KOMİSYON AKAR'A NE SORDU?
Darbeyi Araştırma Komisyonu Akar'a "15 Temmuz 2016 günü MIT'ten gelen istihbaratta MİT'e yönelik bir operasyondan söz edildiği, bunun mahiyeti üzerine MİT Müsteşarı ile görüşme yaptığınız ifade edilmektedir. Kamuoyuna intikal eden bu bilgilerden hareketle nasıl bir kanaate ulaştınız ve hangi önlemleri aldınız?" sorusunu yöneltmişti.
Akar'ın verdiği cevabın tamamı ise şu şekilde;
Tarafıma tevcih edilen sorular için gerekli cevaplar savcılık ifademde mevcut olmakla birlikte, komisyonunuzca yöneltilen soruları bir kez daha aşağıda cevaplarken, o talihsiz gecede şehit olan sivil, polis, asker tüm vatandaşlarımıza Allah'tan rahmet, ailelerine başsağlığı, gazilerimize acil şifalar diliyorum.
15 Temmuz tarihinde öğleden sonra makam odasında çalışırken, Genelkurmay II nci Başkanı Orgeneral Yaşar Güler yanıma gelerek;
– “Sayın MİT Müsteşarının telefon ile kendisini aradığını,
– Bir binbaşının müsteşarlığa gittiğini ve bir takım bilgiler verdiğini,
– Önemine binaen konunun teferruatını anlatması için Müsteşar Yardımcısını Genelkurmay Karargâhına göndermek istediklerini,
– Daha sonra, MİT Müsteşar Yardımcısının Gnkur. İkinci Başkanının makamına geldiğini,
– MİT Müsteşar Yardımcısının kendilerine bilgi vermek için müracaat eden Kara Pilot Binbaşının ‘O gece bir faaliyet olacağını ve MİT Müsteşarının alınacağını' bildirdiğini söylediğini ve müteakiben MİT Müsteşar Yardımcısının Genelkurmay Karargâhından ayrıldığını” söyledi.
Konunun ehemmiyetine binaen, derhal telefonla MİT Müsteşarını arayarak Genelkurmay Karargâhına davet ettim.
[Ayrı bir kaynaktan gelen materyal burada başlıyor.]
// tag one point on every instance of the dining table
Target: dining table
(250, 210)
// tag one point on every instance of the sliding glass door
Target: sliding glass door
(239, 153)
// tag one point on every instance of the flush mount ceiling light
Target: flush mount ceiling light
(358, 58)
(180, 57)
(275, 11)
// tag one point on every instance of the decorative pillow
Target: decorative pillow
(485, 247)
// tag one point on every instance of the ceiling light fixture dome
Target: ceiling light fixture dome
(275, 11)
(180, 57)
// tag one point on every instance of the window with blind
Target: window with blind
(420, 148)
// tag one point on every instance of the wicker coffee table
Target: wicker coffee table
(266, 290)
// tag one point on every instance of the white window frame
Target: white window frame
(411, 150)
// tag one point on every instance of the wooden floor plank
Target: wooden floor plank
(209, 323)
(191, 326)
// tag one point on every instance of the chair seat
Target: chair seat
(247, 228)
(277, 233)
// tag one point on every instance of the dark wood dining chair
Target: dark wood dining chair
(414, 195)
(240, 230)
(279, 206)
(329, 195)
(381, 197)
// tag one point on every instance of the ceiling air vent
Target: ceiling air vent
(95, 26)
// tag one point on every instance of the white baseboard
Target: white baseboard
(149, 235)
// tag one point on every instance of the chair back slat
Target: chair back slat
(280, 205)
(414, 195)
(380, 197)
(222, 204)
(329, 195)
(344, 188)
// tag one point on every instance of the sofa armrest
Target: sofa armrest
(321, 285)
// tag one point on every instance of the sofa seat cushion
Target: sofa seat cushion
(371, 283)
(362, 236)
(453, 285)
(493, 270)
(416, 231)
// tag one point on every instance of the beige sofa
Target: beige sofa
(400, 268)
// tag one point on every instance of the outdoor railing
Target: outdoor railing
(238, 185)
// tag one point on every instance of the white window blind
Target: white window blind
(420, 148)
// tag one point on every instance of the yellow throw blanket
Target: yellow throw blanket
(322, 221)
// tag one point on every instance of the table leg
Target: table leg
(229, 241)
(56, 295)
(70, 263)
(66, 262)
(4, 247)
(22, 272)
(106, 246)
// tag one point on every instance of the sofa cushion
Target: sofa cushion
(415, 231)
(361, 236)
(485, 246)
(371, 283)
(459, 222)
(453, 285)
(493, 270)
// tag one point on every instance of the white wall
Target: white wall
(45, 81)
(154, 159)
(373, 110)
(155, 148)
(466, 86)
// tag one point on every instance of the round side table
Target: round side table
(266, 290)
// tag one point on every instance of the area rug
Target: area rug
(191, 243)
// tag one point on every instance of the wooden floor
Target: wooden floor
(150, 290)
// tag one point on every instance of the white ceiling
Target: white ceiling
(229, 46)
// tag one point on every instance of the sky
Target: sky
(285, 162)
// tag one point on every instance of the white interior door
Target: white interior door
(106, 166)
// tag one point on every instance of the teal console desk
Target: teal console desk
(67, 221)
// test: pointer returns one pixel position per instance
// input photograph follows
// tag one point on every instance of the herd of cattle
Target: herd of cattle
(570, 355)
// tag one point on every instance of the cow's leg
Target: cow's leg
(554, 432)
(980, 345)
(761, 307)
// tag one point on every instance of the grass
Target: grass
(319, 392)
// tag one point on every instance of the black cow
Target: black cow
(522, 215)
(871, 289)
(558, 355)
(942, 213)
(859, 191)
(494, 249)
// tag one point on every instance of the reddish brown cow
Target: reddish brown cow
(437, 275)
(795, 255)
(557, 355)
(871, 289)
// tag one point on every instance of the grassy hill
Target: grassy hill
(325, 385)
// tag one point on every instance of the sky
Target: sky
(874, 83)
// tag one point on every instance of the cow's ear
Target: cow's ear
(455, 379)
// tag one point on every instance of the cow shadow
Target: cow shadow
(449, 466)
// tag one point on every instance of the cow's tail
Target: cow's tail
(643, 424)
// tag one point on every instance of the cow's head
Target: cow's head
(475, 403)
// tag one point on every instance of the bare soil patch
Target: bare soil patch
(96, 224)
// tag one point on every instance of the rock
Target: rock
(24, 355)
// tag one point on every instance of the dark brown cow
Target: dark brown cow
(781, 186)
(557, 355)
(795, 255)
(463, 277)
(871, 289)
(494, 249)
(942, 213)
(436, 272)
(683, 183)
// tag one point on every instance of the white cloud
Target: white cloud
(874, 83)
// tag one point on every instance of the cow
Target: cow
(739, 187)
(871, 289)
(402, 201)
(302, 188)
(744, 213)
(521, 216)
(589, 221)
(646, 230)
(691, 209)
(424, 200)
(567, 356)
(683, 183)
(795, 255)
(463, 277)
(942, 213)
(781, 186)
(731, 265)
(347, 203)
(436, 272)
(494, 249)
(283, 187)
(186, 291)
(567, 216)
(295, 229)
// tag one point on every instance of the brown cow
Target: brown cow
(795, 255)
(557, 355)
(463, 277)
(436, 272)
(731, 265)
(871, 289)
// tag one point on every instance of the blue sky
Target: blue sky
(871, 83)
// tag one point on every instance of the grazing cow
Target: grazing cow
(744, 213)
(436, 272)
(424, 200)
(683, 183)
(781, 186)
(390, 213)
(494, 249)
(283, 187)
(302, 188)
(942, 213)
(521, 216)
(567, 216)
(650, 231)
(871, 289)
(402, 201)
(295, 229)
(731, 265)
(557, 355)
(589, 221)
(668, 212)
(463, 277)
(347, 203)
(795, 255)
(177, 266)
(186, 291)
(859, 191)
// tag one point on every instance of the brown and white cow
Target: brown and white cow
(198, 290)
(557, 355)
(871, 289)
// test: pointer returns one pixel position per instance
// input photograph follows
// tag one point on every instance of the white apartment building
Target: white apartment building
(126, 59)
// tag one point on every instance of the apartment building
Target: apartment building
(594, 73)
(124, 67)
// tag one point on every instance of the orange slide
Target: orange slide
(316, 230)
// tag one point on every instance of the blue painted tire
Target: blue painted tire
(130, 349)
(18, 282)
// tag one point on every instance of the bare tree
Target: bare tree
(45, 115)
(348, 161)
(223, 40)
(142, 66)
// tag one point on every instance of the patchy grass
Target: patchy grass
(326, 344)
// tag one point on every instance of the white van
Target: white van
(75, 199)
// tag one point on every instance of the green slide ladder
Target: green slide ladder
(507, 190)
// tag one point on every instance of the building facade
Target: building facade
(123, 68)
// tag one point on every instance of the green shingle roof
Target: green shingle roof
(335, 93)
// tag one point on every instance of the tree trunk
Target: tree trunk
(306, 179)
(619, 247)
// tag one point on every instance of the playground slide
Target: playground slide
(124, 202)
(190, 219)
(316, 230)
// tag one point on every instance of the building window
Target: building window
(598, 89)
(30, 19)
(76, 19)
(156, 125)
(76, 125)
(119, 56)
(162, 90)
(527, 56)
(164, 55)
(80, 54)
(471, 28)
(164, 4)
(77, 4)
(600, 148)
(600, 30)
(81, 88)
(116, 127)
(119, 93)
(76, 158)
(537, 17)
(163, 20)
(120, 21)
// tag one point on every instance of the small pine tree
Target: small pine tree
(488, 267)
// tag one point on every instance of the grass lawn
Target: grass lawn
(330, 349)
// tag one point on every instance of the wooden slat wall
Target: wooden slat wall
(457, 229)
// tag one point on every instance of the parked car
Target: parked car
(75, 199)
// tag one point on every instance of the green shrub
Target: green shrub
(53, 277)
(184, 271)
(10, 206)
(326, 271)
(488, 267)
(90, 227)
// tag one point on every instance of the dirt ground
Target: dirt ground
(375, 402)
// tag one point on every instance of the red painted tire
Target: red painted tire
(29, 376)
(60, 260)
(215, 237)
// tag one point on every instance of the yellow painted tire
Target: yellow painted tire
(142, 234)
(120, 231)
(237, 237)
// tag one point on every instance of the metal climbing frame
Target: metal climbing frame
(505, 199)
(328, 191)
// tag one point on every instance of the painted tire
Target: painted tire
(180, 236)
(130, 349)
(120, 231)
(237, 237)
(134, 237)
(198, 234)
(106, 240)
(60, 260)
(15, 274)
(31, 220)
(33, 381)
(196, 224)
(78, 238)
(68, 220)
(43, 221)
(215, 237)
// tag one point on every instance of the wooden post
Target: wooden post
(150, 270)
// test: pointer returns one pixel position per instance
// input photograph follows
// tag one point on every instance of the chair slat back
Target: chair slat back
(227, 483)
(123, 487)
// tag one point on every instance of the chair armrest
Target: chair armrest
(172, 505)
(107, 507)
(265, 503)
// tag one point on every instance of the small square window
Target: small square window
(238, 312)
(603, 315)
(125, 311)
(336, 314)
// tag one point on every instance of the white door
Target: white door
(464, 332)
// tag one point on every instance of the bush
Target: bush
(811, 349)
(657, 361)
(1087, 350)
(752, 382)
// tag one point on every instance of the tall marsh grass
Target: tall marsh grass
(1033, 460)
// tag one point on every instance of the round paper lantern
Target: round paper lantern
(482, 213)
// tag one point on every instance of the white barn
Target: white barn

Ben, YAŞ çalışması için Genelkurmay Karargâhında bulunan Kara Kuvvetleri Komutanı ve Gnkur II nci Bşk. ile görüşürken Sayın MİT Müsteşarı Genelkurmay Karargâhına geldiler. MİT Müsteşarı; olayı tekrar anlattı ve bir Kara Pilot Binbaşının MİT Müsteşarlığına gelerek “Beni dün izinden çağırdılar. Bugün sabah birliğime katıldım. Önce Tabur Komutanımla görüştüm. Sonra Tabur Komutanımla birlikte bir Albayın yanma gittik. Albay “Bu gece bir uçuşumuz olacak ve sonunda da Hakan Fidan'ı alacağız.” dediğini ve ilaveten ihbarcının MİT tarafından tanınmadığını, dolayısıyla bilginin teyit edilemediğini bu nedenle Gnkur. II nci Bşk.m haberdar ettiklerini söyledi. Konuşmalar sonrasında ihbar edilen olayın daha büyük bir planın parçası olabileceği mütalaa edildi. Öncelikle saat 18.30'da Silahlı Kuvvetler Komuta Harekât Merkezine (SKKHM) Ankara hava sahası ile birlikte tedbiren tüm Türkiye hava sahasında bulunan askeri helikopter ve uçakları da kapsayacak şekilde “havada
-1- bulunan askeri uçak ve helikopterlerin üslerine dönmesi, yeni kalkışlara da izin verilmemesi” direktifini verdim. Daha sonra emrimin 19.06'da Hava Kuvvetleri Komutanı ile Hava Kuvvetleri Komutanlığına ve başta helikopterlerin bulunduğu Kara Havacılık Komutanlığı olmak üzere diğer ilgili adreslere ulaştığını öğrendim.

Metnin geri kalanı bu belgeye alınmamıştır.